It's not difficult to understand the rationale. In the light of overwhelming evidence, Germans, like Americans after Mai Lai or Abu Ghraib, can confess to the brutality and sadism of some of their "atypical" countrymen in uniform.
But to admit that one's caring father or grandfather, whose photo rests on the mantelpiece, enjoyed massacring helpless civilians is so wrenching a thought as to mobilize every psychological self-defense mechanism.
These defenses were put to the test in 1999, when the Wehrmacht Exhibition opened in Munich, the cradle of Nazism, and went on to tour major German cities in the following five years.
Included in the exhibit were photos and letters that ordinary Wehrmacht soldiers on the Russian front had sent to the folks at home, much as tourists might mail pictures of exotic landmarks and colorful natives.
But these pictures and film snippets showed grinning German soldiers posing with the lynched bodies of civilians or playfully cutting off the beards of Jews or mowing down groups of naked women.
Wherever it went, the exhibit triggered demonstrations, not only by skinheads but also respectable burghers, who refused to believe what they had seen and claimed the photos and footage had been manufactured by Russian propagandists.

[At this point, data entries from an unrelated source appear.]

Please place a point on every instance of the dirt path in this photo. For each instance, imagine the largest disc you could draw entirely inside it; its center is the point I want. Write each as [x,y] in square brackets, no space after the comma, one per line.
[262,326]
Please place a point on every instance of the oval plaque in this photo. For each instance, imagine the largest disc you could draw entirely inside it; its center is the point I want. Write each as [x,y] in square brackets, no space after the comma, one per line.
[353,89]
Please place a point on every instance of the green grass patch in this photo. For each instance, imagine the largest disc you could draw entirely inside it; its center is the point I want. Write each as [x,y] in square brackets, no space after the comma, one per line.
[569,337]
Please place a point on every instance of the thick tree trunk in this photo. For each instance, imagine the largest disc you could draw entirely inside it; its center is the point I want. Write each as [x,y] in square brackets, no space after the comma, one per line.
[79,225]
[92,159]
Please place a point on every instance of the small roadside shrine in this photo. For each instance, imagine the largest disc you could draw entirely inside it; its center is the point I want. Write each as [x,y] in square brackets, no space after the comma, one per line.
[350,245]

In "The Unknown Soldier," German director Michael Verhoeven sees the exhibit as a litmus test of German willingness to confront the past, a theme he examined earlier in "The White Rose" (1982) and "The Nasty Girl" (1990).
Verhoeven shows some excruciating material from the exhibit itself, but the film focuses mainly on the reactions of German historians, veterans and ordinary citizens to the indictment of widespread national guilt.

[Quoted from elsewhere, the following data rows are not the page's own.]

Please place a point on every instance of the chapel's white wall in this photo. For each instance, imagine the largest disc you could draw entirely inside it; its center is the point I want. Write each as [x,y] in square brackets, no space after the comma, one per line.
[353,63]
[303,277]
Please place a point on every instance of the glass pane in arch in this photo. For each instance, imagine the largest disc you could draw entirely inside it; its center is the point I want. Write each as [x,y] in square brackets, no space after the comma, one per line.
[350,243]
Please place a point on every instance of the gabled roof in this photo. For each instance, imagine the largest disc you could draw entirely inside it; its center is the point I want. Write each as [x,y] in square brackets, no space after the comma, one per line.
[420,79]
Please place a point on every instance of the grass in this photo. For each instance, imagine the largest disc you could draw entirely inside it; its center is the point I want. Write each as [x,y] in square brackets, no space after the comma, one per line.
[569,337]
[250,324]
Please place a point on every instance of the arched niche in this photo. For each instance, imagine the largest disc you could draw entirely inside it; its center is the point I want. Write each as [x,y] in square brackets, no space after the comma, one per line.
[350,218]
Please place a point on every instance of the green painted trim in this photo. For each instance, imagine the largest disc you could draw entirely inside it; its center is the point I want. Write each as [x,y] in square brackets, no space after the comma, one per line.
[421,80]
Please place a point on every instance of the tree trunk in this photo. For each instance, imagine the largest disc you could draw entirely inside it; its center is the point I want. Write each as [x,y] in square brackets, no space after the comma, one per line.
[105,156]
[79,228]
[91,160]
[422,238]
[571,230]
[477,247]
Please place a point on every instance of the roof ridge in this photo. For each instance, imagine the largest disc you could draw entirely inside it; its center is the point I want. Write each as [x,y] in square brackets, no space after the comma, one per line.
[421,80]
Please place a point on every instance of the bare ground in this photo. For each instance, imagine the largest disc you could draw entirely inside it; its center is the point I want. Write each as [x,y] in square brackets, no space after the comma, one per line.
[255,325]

In choosing the film's title, Verhoeven played with an incendiary double meaning. The Unknown Soldier is, of course, among every nation's most revered icons, but in this case, the title also refers to the unknown crimes of the German fallen and surviving veterans.

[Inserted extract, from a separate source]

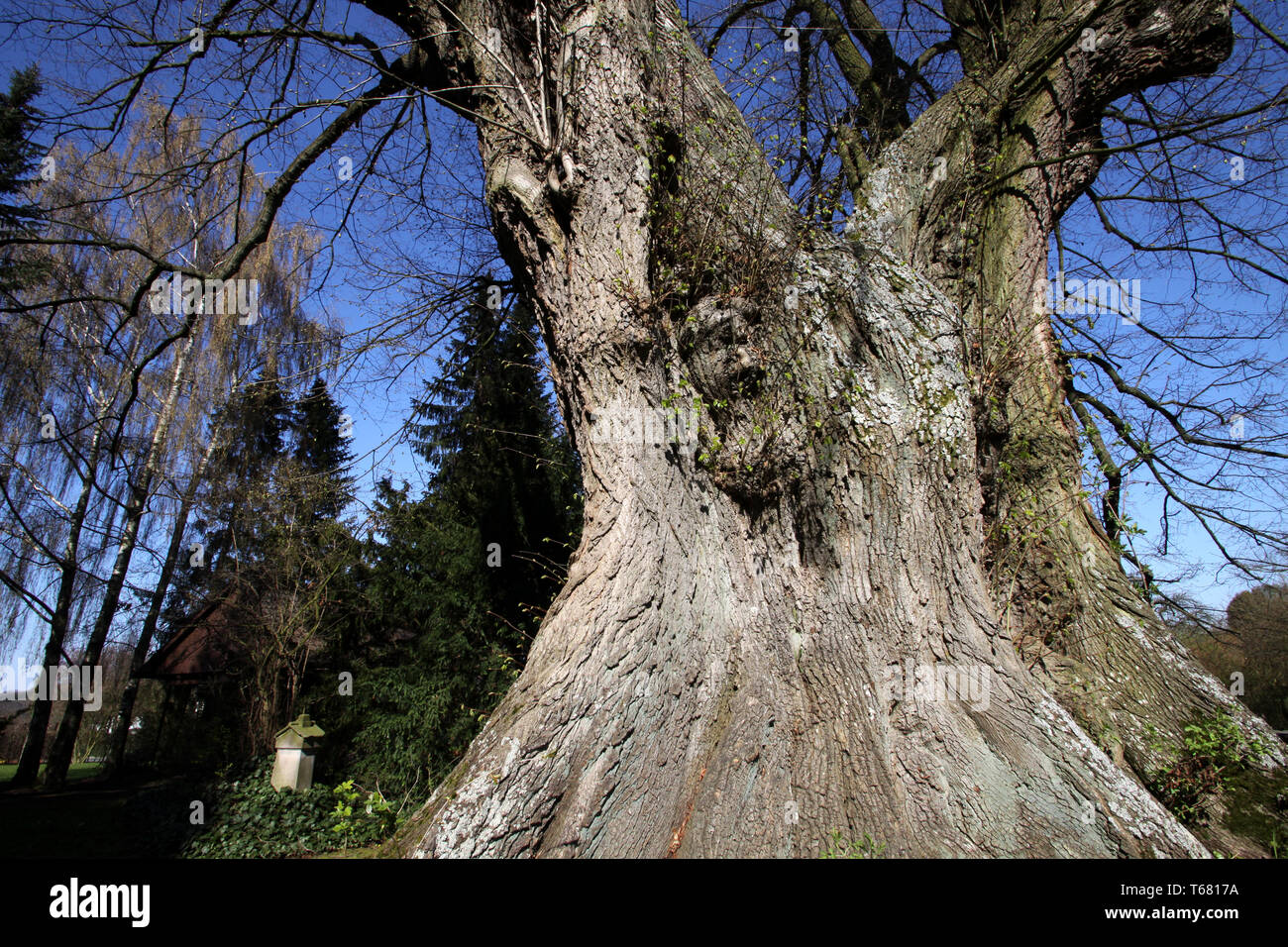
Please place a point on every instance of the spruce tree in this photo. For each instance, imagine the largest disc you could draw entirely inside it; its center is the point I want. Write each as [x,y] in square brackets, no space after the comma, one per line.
[18,120]
[502,471]
[322,453]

Besides its emotional impact, the film cites some facts from German archives well worth noting.
While we tend to link the Holocaust to Auschwitz and other death camps, some 40 percent of victims were killed in individual and mass shootings.
Among some 4 million Russian prisoners of war taken by the German Wehrmacht in the early stages of the war, and who never returned, half were killed almost instantly and the other half died within nine months. Even here, Jewish POWs were separated from their comrades and shot first.
However, the film's most damning indictment of the Wehrmacht is that in all Nazi-occupied areas, the regular army's officers were in command and had the authority to support or block the SS death squads. With very few exceptions, Wehrmacht commanders gave the SS the green light.
"The Unknown Soldier" opens Oct. 19 at the Grande 4-Plex in downtown Los Angeles.